A crise em Cuba obriga a Casa Branca de Biden a olhar para a ilha, quando suas prioridades eram outras - a China, a retirada militar do Afeganistão e a questão nuclear com o Irã. Com América Latina, Biden, no máximo, estaria disposto a se envolver, no ano 1 de seu mandato, para amenizar as ondas migratórias da América Central. A questão cubana não só atrai, menos de um mês depois do tenso encontro com Putin em Genebra, a Rússia para perto das barbas americanas, como também ameaça provocar nova frente de refugiados, por mar.
A reação de Biden até agora destoa da de Barack Obama, do qual foi vice e cujo governo aliviou décadas de tensões com Havana por meio do alívio das sanções econômicas e de um acordo histórico que Trump se encarregou de destruir.

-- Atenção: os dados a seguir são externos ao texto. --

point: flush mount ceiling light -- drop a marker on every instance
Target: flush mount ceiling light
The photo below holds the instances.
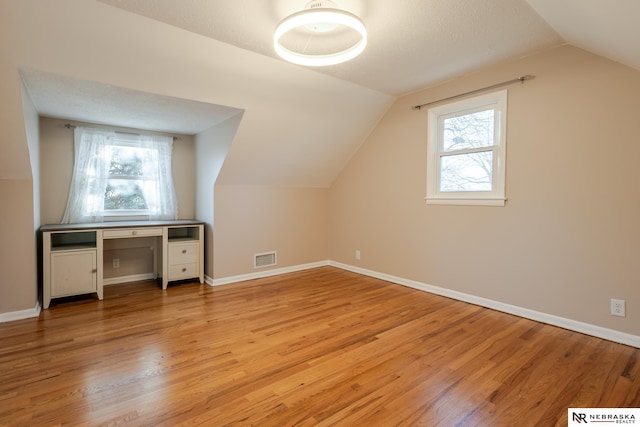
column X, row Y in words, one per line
column 321, row 20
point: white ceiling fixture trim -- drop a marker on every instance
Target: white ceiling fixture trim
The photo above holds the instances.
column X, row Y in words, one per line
column 320, row 16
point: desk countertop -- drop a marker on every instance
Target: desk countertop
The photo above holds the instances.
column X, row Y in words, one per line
column 118, row 224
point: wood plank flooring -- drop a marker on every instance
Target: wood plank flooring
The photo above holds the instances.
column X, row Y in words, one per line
column 319, row 347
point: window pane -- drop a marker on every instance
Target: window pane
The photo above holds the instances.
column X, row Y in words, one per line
column 124, row 194
column 473, row 130
column 466, row 172
column 126, row 161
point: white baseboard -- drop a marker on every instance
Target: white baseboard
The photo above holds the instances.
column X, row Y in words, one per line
column 573, row 325
column 20, row 314
column 127, row 279
column 265, row 273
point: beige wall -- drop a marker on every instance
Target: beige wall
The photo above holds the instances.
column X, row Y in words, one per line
column 569, row 237
column 249, row 220
column 211, row 147
column 18, row 248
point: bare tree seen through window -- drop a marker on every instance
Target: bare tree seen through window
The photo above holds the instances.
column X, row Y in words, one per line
column 124, row 186
column 468, row 163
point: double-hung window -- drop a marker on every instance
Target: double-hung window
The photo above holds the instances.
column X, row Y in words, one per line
column 466, row 151
column 120, row 176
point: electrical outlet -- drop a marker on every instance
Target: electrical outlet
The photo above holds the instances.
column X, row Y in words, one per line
column 617, row 307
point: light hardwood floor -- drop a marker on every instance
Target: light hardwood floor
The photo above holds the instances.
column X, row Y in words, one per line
column 318, row 347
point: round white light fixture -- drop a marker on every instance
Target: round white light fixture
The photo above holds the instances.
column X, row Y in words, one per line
column 320, row 17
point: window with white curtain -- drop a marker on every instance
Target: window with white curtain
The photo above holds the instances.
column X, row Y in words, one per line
column 466, row 151
column 120, row 176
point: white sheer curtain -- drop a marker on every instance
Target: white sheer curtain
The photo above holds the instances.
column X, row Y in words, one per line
column 92, row 163
column 158, row 187
column 90, row 174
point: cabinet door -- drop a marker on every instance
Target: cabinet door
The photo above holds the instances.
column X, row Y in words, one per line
column 73, row 272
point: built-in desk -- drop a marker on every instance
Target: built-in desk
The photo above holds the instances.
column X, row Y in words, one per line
column 72, row 253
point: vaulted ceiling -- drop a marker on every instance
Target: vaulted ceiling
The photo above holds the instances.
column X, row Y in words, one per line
column 300, row 125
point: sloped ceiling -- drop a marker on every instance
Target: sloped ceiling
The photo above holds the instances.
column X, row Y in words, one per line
column 300, row 125
column 606, row 28
column 412, row 43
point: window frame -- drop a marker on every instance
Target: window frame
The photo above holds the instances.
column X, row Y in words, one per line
column 435, row 152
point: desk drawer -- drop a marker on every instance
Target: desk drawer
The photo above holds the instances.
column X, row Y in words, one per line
column 131, row 232
column 183, row 253
column 183, row 271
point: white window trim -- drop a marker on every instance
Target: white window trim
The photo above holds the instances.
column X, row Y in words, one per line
column 496, row 197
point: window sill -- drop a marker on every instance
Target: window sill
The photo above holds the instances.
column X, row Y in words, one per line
column 466, row 202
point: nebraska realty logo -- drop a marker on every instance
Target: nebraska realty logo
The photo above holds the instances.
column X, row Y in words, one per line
column 602, row 416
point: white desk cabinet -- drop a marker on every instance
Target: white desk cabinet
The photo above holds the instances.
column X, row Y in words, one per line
column 73, row 272
column 72, row 254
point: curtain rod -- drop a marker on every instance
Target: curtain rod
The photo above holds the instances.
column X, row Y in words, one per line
column 521, row 79
column 70, row 126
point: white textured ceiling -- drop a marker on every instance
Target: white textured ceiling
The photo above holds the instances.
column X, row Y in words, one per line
column 70, row 98
column 220, row 51
column 412, row 43
column 604, row 27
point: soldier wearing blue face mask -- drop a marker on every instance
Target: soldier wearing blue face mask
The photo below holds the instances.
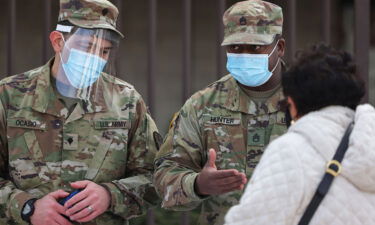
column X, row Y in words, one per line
column 219, row 135
column 77, row 143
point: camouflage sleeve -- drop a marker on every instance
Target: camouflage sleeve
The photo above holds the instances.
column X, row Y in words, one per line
column 133, row 195
column 179, row 161
column 11, row 198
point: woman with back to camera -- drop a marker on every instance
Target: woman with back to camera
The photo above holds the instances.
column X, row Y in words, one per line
column 323, row 94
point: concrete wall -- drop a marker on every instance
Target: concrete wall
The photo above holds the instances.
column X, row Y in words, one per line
column 133, row 51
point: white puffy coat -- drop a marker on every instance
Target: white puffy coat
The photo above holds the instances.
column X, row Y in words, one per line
column 293, row 165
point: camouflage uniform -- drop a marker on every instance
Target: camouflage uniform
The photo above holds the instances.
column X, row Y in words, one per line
column 108, row 139
column 222, row 117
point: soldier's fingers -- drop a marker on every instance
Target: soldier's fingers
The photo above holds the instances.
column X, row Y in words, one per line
column 59, row 208
column 88, row 218
column 58, row 194
column 78, row 207
column 80, row 184
column 76, row 198
column 229, row 180
column 61, row 220
column 83, row 213
column 231, row 188
column 225, row 173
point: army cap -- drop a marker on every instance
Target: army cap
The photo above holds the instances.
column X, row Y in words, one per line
column 90, row 14
column 252, row 22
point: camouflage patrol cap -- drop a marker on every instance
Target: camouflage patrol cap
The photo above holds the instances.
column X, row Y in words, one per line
column 252, row 22
column 90, row 14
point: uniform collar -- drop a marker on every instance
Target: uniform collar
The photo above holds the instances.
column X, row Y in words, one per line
column 46, row 100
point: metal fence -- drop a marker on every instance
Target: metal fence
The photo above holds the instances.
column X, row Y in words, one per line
column 361, row 40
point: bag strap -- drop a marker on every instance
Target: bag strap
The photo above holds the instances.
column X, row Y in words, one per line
column 333, row 169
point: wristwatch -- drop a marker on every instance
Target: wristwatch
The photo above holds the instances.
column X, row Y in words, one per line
column 28, row 209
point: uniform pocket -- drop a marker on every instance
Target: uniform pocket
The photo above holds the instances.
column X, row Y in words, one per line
column 109, row 160
column 225, row 135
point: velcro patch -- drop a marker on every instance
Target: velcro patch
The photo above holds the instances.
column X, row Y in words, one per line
column 25, row 123
column 227, row 120
column 112, row 124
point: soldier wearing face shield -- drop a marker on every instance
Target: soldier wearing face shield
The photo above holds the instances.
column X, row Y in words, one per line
column 219, row 135
column 71, row 126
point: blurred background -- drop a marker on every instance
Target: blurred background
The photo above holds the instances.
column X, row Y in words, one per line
column 172, row 47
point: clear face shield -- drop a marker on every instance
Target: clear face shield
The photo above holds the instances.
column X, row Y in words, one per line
column 87, row 63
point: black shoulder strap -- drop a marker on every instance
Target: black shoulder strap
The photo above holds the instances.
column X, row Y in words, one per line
column 333, row 169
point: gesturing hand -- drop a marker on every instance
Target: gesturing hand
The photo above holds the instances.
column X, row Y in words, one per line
column 91, row 202
column 211, row 181
column 48, row 211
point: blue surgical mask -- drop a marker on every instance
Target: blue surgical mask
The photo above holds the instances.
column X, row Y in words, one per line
column 250, row 69
column 82, row 69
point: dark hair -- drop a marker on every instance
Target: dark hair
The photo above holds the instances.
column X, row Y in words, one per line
column 323, row 76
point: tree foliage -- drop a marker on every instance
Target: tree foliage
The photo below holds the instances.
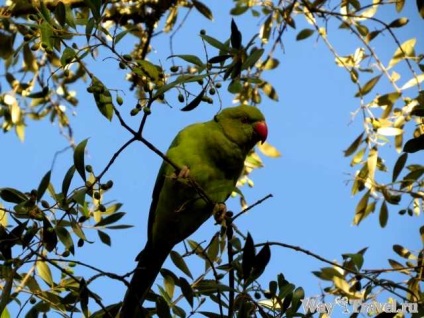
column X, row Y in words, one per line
column 46, row 48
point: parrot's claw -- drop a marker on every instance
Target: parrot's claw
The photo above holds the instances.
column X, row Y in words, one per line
column 219, row 211
column 182, row 174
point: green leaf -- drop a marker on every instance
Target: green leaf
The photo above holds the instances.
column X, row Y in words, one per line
column 105, row 238
column 213, row 249
column 215, row 43
column 66, row 183
column 110, row 219
column 189, row 58
column 67, row 56
column 79, row 158
column 78, row 230
column 304, row 34
column 398, row 23
column 44, row 272
column 203, row 9
column 187, row 291
column 180, row 263
column 248, row 257
column 406, row 50
column 49, row 235
column 195, row 102
column 384, row 214
column 252, row 58
column 83, row 293
column 12, row 195
column 400, row 163
column 269, row 91
column 149, row 69
column 46, row 36
column 95, row 7
column 354, row 146
column 66, row 238
column 364, row 90
column 414, row 145
column 236, row 37
column 403, row 252
column 43, row 185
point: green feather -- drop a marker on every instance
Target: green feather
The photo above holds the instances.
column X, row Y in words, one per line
column 214, row 153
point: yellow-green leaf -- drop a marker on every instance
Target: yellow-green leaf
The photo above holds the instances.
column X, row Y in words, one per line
column 384, row 214
column 405, row 50
column 364, row 90
column 415, row 81
column 269, row 91
column 354, row 145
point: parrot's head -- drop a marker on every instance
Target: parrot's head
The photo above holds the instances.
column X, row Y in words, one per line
column 244, row 125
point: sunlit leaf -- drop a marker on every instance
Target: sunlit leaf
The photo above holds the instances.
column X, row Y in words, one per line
column 105, row 238
column 389, row 131
column 415, row 81
column 364, row 90
column 414, row 144
column 354, row 146
column 304, row 34
column 180, row 263
column 269, row 91
column 400, row 163
column 384, row 214
column 66, row 238
column 405, row 50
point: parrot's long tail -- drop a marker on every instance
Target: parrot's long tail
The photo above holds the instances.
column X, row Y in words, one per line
column 150, row 262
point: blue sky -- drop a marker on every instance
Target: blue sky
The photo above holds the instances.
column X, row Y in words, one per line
column 311, row 125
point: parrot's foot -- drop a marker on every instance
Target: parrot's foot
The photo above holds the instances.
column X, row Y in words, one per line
column 182, row 174
column 219, row 211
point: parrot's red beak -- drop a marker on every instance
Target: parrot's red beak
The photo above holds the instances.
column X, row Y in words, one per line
column 262, row 130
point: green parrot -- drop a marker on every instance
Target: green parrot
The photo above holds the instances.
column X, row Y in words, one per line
column 211, row 155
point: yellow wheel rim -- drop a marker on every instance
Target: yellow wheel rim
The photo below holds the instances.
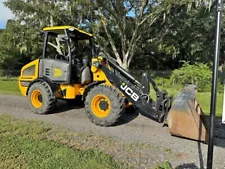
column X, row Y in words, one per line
column 96, row 107
column 36, row 99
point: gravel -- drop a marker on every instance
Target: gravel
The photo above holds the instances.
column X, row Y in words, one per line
column 137, row 141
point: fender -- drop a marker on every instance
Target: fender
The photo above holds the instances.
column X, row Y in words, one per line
column 54, row 87
column 88, row 88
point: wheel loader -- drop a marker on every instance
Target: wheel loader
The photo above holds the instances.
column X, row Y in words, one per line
column 70, row 69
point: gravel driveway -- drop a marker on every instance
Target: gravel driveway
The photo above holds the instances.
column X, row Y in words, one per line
column 138, row 141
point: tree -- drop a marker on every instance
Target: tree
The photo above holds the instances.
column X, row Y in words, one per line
column 121, row 27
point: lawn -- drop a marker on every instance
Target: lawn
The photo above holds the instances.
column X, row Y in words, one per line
column 25, row 144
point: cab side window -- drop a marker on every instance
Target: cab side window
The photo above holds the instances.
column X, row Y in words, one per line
column 56, row 48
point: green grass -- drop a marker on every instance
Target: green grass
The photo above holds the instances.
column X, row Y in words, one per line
column 25, row 144
column 9, row 86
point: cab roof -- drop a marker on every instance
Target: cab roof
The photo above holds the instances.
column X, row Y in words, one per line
column 73, row 30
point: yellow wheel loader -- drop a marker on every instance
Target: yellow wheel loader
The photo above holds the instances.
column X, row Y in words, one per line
column 69, row 69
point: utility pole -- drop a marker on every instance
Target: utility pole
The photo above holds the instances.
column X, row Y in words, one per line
column 214, row 84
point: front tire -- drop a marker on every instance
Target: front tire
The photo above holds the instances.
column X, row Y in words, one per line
column 104, row 105
column 40, row 98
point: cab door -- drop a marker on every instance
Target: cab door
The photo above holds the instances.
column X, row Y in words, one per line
column 55, row 63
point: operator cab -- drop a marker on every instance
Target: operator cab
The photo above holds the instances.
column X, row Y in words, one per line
column 67, row 52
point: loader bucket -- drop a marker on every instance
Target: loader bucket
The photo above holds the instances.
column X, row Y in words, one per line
column 185, row 118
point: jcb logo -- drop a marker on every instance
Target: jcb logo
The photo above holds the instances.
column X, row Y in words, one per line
column 57, row 72
column 129, row 91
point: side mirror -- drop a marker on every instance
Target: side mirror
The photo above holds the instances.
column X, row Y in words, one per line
column 62, row 38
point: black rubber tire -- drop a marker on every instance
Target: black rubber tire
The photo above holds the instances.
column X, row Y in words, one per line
column 116, row 101
column 48, row 102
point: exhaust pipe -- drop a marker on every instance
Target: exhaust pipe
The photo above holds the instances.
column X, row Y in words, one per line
column 185, row 118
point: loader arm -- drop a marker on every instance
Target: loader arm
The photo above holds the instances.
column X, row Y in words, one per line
column 132, row 89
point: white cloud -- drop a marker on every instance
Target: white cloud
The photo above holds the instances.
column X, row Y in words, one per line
column 5, row 13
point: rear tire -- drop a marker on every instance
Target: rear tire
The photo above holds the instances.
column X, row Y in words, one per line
column 104, row 105
column 40, row 98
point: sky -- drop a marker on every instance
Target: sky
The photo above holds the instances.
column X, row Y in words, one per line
column 5, row 14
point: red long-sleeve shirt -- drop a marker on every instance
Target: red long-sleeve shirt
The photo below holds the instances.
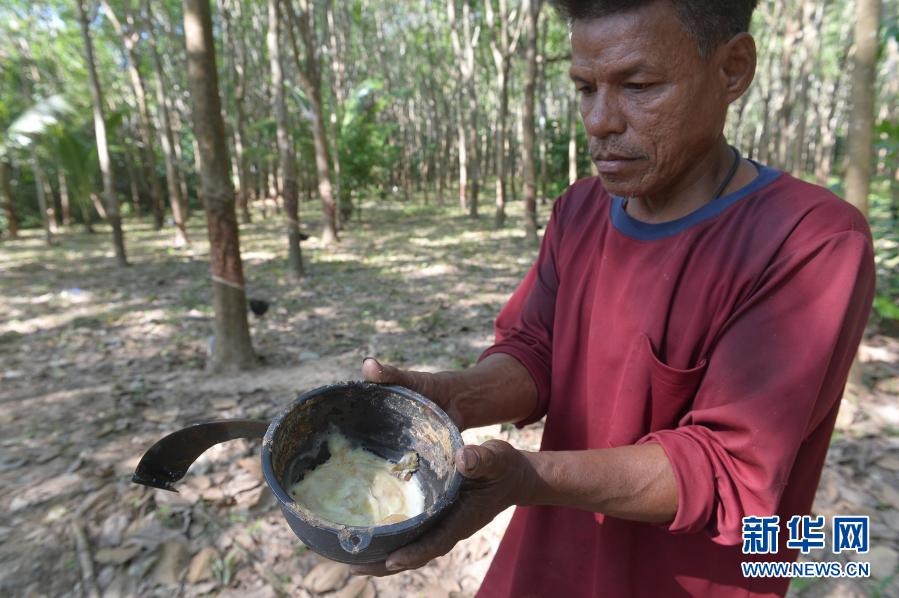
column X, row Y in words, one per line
column 726, row 337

- Estamos com o povo cubano em seu apelo por liberdade e alívio do flagelo trágico da pandemia e das décadas de repressão e sofrimento econômico aos quais ele é submetido pelo regime autoritário de Cuba - disse, em comunicado. - O povo cubano está afirmando bravamente direitos fundamentais e universais. Esses direitos, incluindo o direito ao protesto pacífico e o direito de determinar livremente seu próprio futuro, precisam ser respeitados.
Como candidato, o democrata prometeu levantar as restrições às remessas em dólar que os cubanos que vivem nos EUA enviam a suas famílias no território - importante via de subsistência para milhares de pessoas na ilha. Não cumpriu. O que nos leva a pensar sobre mais duas questões: o peso da comunidade cubana (em geral contrária ao regime) na política americana e cada vez mais decisiva em eleições, como se viu em Estados-chave em novembro. E a contradição que seria se Biden, um defensor inveterado dos direitos humanos, levantar restrições de Trump e aliviar sanções econômicas a uma ditadura que, como de praxe, tem reprimido sua própria população.